Ah Noël… Ses boules, ses sapins, ses guirlandes. Ses2012_12_15_Lutine_noel_01  cadeaux, ses bougies, sa messe de minuit. Son foie gras, ses huîtres, sa bûche chocolat-marrons. Et ses bières. Oui madame, oui monsieur, la bière est un produit de fête. Avec jolie nappe, couverts en argent, petits plats dans les grands. Bref, un produit de Noël. D’ailleurs, les brasseurs s’en donnent à cœur joie et sont de plus en plus nombreux à vous proposer, tous les ans courant novembre, un brassin spécial pour attaquer la fin décembre tout en douceur.

Mais qu’est-ce donc, au juste, une bière de Noël ? Une bière aromatisée à la viande de renne séchée ? Non. Une bière avec un pétard de papillote cachée sous la capsule ? Non plus. Une bière qu’on laisse reposer au coin de la cheminée pour qu’un vieil homme puisse se désaltérer pendant sa longue tournée ? Toujours pas. Encore que…

“La recette de la bière de Noël aurait été mise au point par le dieu Odin.”

La recette de la bière de Noël aurait été mise au point, selon une ancienne légende nordique, par le dieu Odin. Les Vikings, du coup, à chaque fête de Yule (ou Jól pour ceux qui maîtrisent l’islandais, voire aussi Jõulu en estonien), s’appliquaient à consciencieusement se saouler, histoire de remercier leur divinité pour ce legs sacré. Malgré tout le respect que l’on doit à la mythologie scandinave, la bière de Noël trouve certainement plus son origine dans des considérations très pratiques. Auparavant, chaque automne au nord et à l’ouest de l’Europe, les brasseurs avaient besoin de faire un peu de vide pour stocker les dernières récoltes. Pour se débarrasser des restes, le plus simple était de lancer la production d’une nouvelle bière, dite à l’origine bière d’octobre, puisque l’on débutait le brassage en octobre. Et elle arrivait à maturité pile pour les fêtes de fin d’année. Les brasseurs, par ailleurs, réservaient souvent ces cuvées à leurs meilleurs clients ou les offraient à leurs employés.

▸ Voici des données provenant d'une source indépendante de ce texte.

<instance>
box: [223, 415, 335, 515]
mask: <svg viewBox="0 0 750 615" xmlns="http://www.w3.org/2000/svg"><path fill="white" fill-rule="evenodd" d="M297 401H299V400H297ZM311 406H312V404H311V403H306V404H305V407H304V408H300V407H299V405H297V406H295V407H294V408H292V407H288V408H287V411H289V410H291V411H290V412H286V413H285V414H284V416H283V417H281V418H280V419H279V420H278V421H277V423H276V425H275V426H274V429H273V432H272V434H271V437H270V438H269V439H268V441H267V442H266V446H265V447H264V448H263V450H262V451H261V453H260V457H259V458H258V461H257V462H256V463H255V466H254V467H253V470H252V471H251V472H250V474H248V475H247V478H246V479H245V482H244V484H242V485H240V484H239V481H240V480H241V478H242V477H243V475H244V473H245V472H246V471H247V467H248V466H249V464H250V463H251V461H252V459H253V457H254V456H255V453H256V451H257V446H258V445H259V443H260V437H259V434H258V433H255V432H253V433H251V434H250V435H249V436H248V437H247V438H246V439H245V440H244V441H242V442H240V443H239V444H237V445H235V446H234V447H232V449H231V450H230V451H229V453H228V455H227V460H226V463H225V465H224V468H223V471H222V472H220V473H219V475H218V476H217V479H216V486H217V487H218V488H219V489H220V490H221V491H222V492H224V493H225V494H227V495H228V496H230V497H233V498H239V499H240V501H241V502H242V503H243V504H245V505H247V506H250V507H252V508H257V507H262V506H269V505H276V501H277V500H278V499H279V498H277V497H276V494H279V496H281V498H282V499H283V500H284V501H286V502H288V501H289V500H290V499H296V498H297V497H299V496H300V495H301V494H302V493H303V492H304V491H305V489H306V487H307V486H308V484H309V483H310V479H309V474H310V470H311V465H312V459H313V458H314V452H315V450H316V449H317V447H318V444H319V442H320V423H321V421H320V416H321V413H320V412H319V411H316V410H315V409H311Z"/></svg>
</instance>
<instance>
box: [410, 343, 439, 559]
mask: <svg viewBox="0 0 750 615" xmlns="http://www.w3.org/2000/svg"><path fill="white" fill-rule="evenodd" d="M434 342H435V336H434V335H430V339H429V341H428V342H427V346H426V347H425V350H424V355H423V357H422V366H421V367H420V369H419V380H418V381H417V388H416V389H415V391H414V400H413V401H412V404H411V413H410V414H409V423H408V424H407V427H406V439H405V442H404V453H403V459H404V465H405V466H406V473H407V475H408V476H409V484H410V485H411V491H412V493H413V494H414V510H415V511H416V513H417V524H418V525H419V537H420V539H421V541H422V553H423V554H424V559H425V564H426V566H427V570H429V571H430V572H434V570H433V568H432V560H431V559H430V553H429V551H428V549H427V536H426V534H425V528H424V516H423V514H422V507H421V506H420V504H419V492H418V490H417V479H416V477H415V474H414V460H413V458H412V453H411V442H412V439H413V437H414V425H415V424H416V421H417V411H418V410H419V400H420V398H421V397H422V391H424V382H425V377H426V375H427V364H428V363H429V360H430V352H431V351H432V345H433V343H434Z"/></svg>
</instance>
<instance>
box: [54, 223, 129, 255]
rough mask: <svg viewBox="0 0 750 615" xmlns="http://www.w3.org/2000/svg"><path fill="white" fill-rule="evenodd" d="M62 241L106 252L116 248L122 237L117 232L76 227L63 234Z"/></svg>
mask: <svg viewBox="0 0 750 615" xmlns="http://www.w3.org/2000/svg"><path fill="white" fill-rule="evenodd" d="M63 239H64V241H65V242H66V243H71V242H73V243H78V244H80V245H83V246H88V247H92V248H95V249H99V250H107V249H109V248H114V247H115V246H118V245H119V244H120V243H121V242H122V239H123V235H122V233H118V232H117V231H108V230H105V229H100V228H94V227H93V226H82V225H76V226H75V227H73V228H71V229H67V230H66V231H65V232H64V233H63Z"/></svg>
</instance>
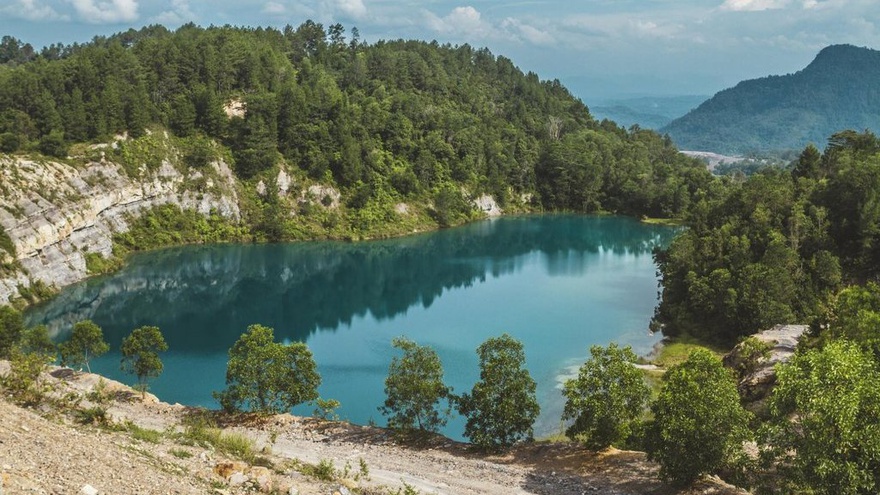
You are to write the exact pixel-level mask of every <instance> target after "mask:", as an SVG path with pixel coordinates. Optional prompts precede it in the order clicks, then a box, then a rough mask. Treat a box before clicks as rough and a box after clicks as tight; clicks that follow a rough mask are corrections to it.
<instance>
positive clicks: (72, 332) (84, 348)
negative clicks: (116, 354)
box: [60, 320, 110, 373]
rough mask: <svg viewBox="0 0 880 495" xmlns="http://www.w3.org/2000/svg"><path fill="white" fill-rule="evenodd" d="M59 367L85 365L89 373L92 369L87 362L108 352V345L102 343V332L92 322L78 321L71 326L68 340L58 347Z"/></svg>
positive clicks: (103, 332)
mask: <svg viewBox="0 0 880 495" xmlns="http://www.w3.org/2000/svg"><path fill="white" fill-rule="evenodd" d="M60 348H61V365H62V366H76V365H85V367H86V370H88V372H89V373H91V372H92V368H91V366H90V365H89V362H90V361H91V360H92V358H96V357H100V356H102V355H104V354H106V353H107V351H109V350H110V345H108V344H107V342H106V341H104V331H103V330H101V327H99V326H98V325H96V324H95V322H93V321H92V320H83V321H78V322H76V323H75V324H74V325H73V330H72V331H71V333H70V339H69V340H68V341H67V342H64V343H62V344H61V345H60Z"/></svg>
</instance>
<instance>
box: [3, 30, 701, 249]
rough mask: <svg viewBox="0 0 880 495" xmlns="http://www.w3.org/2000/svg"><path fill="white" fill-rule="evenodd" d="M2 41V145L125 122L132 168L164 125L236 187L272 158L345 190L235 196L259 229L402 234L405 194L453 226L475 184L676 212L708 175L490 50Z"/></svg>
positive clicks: (77, 149) (631, 207) (172, 161)
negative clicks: (328, 210) (397, 221)
mask: <svg viewBox="0 0 880 495" xmlns="http://www.w3.org/2000/svg"><path fill="white" fill-rule="evenodd" d="M2 46H3V47H4V50H3V52H2V57H0V152H6V153H27V154H31V153H43V154H46V155H52V156H56V157H61V158H65V157H67V156H68V155H69V154H70V155H74V154H75V153H74V151H76V150H81V149H82V148H83V146H80V145H79V144H78V143H95V144H99V143H106V142H108V140H110V139H112V137H113V136H114V135H119V134H121V133H124V132H127V133H128V134H127V135H128V138H129V139H128V140H127V141H124V142H123V143H122V145H121V146H120V149H118V150H110V151H108V153H109V155H110V156H108V159H111V160H115V161H119V162H123V163H128V164H129V165H130V167H128V168H129V169H130V173H131V174H137V173H138V170H141V169H142V165H145V164H146V165H150V164H153V165H156V164H158V163H160V162H161V161H162V159H164V158H165V157H164V156H163V157H156V156H152V157H151V156H145V155H149V154H150V153H149V151H148V150H149V149H150V146H149V144H150V143H144V145H143V146H138V140H142V139H149V138H150V136H153V140H155V136H156V132H152V131H156V130H158V131H159V132H160V133H161V132H162V131H164V130H168V131H170V134H171V136H172V138H174V139H176V140H177V141H176V143H177V144H175V146H176V148H175V150H174V152H173V153H170V154H168V156H169V160H171V161H172V162H174V157H178V158H180V161H181V162H182V163H183V165H185V166H191V167H199V166H202V167H203V166H204V164H205V163H207V162H208V161H210V160H212V159H214V158H217V157H224V159H226V160H227V161H228V162H229V163H230V164H231V165H233V170H234V171H235V173H236V175H237V177H238V178H239V179H240V180H241V181H242V183H243V184H244V185H245V186H247V187H245V191H253V190H258V191H259V190H263V191H265V190H266V188H265V186H262V187H256V186H255V184H257V183H258V182H261V181H262V182H263V183H264V184H267V183H271V182H272V181H273V180H275V179H276V178H277V177H279V173H280V172H282V171H283V172H284V173H285V174H287V176H289V177H292V179H293V180H294V181H295V182H298V183H305V182H308V181H311V183H318V184H322V185H323V186H327V187H332V188H333V189H335V190H337V191H339V192H340V193H341V200H342V201H341V208H340V209H339V210H334V212H333V215H334V216H333V218H327V214H325V213H326V212H323V213H322V212H321V211H317V212H316V211H311V210H309V209H307V208H306V209H304V208H301V207H300V206H299V205H298V203H297V198H296V197H280V198H279V197H275V196H274V195H272V194H264V193H260V194H251V195H245V196H244V197H245V198H246V199H247V198H251V201H252V203H253V204H249V205H243V208H242V209H243V211H244V212H245V215H246V218H245V221H246V223H248V224H249V225H251V226H253V227H254V228H255V229H258V230H259V231H260V232H258V234H259V235H255V237H262V238H268V239H270V240H284V239H293V238H302V237H315V236H323V237H327V236H329V237H356V238H360V237H375V236H381V235H387V234H389V233H399V232H394V231H393V229H391V231H389V230H387V229H384V227H383V226H388V225H394V224H395V223H396V222H397V221H398V216H399V215H398V213H396V212H398V211H399V210H400V204H401V203H403V204H405V205H406V207H407V208H408V210H409V211H415V212H417V213H419V214H424V218H430V219H432V220H431V221H434V222H436V225H440V226H445V225H451V224H456V223H460V222H462V221H465V220H467V219H470V218H475V217H478V216H479V215H480V214H481V213H480V212H479V211H478V210H477V209H475V208H474V206H473V202H474V200H475V199H477V198H480V197H484V196H485V195H489V196H491V197H492V198H494V200H495V201H496V202H497V203H498V204H499V205H500V206H501V208H503V209H505V210H508V211H510V210H512V211H523V210H532V211H533V210H568V211H579V212H595V211H609V212H618V213H622V214H634V215H650V216H667V217H668V216H678V215H680V214H681V213H682V212H683V210H684V208H686V207H687V205H688V204H689V203H690V200H691V196H692V195H693V194H694V193H695V191H697V190H698V189H700V188H701V187H703V185H704V184H705V183H706V182H707V181H708V180H709V179H708V174H706V173H705V171H704V170H703V169H704V167H703V166H702V164H700V163H699V162H697V161H694V160H692V159H689V158H687V157H684V156H682V155H680V154H678V153H677V151H676V150H675V148H674V147H673V145H672V143H671V142H670V141H669V140H666V139H664V138H662V137H661V136H659V135H658V134H656V133H654V132H650V131H644V130H638V129H634V130H631V131H628V130H625V129H623V128H620V127H618V126H617V125H615V124H614V123H612V122H601V123H600V122H597V121H596V120H595V119H594V118H593V117H592V116H591V115H590V113H589V111H588V109H587V107H586V106H585V105H584V104H583V103H582V102H581V101H580V100H578V99H577V98H574V97H573V96H572V95H571V94H570V93H569V91H568V90H567V89H566V88H565V87H563V86H562V85H561V84H560V83H559V81H556V80H552V81H542V80H540V79H539V77H538V75H536V74H534V73H528V74H526V73H523V72H522V71H520V70H519V69H518V68H517V67H516V66H515V65H514V64H513V62H512V61H511V60H509V59H507V58H505V57H502V56H495V55H493V54H492V53H491V52H490V51H489V50H488V49H485V48H482V49H477V48H473V47H471V46H469V45H461V46H452V45H448V44H445V45H441V44H438V43H437V42H423V41H404V40H396V41H379V42H376V43H374V44H369V43H364V42H362V41H360V40H359V38H358V34H357V32H356V30H355V29H352V32H351V33H346V30H345V29H344V28H343V27H342V26H341V25H339V24H334V25H332V26H329V27H327V28H326V29H325V27H324V26H322V25H320V24H316V23H314V22H312V21H307V22H305V23H303V24H302V25H300V26H299V27H296V28H294V27H292V26H287V27H285V28H284V29H281V30H277V29H272V28H257V29H253V28H237V27H230V26H225V27H210V28H200V27H197V26H194V25H192V24H189V25H185V26H182V27H181V28H179V29H177V30H176V31H173V32H172V31H169V30H168V29H166V28H164V27H162V26H150V27H146V28H143V29H141V30H139V31H135V30H129V31H127V32H124V33H119V34H116V35H113V36H110V37H96V38H95V39H94V40H93V41H92V42H90V43H87V44H83V45H76V44H75V45H71V46H60V45H53V46H50V47H46V48H44V49H43V50H42V51H40V52H37V51H35V50H33V49H32V48H31V47H30V45H26V44H24V43H23V42H20V41H18V40H15V39H13V38H10V37H5V38H4V41H3V44H2ZM148 131H150V132H148ZM159 135H161V134H159ZM153 147H154V148H155V147H156V146H155V145H154V146H153ZM145 150H146V151H145ZM129 162H131V163H129ZM323 186H322V187H323ZM270 189H271V188H270ZM319 210H320V209H319ZM318 213H321V214H322V215H324V216H323V217H321V218H320V219H317V220H316V221H314V222H308V219H309V218H310V215H312V214H314V215H318ZM267 216H268V218H267ZM306 224H308V227H309V228H308V229H305V230H304V227H303V225H306ZM315 229H317V230H318V231H320V230H323V231H324V232H318V231H316V230H315ZM304 231H308V232H310V233H308V234H306V235H303V232H304ZM409 231H410V232H411V231H412V228H409Z"/></svg>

De nos jours, les méthodes de conservation ont progressé. Et les brasseurs n’ont plus besoin de procéder à un grand ménage de printemps chaque automne. Mais la tradition de la bière de Noël est restée. Elle s’est même étendue. On en trouve désormais à peu près partout dans le monde, y compris au fin fond du Périgord.

Le Périgord, c’est là qu’est installé depuis un peu plus de vingt ans Johannes Van Strien. Ce citoyen néerlandais a créé sa brasserie, La Lutine, en 2001. D’abord à La Douze puis à Limeuil, à mi-chemin de Bergerac et Sarlat. Il produit 300 hectolitres par an et six bières différentes.

La fiche technique :

  • Nom : Lutine de Noël.
  • Brasserie : La Lutine.
  • Type : ale ambrée / bière de Noël.
  • Teneur en alcool : 8,5 %.
  • DLUO : janvier 2013.
  • Pays : France (à Limeuil, en Dordogne).

À l’œil : couleur acajou. Belle mousse, assez abondante, proche du blanc crème.

Au nez : d’abord un arôme assez fruité, entre la groseille et la mûre. Puis des notes de cannelle et de poivre.

En bouche : les saveurs manquent de puissance. On retrouve plutôt bien la mûre, tout de même. Le final est assez métallique. Peu de longueur en bouche.

Note : 13/20. Pas désagréable mais un peu trop printanière.

On a finalement assez peu parlé de la Lutine dans cette chronique. Pourtant, ce n’est pas la matière qui manque. Promis, on y reviendra en 2013.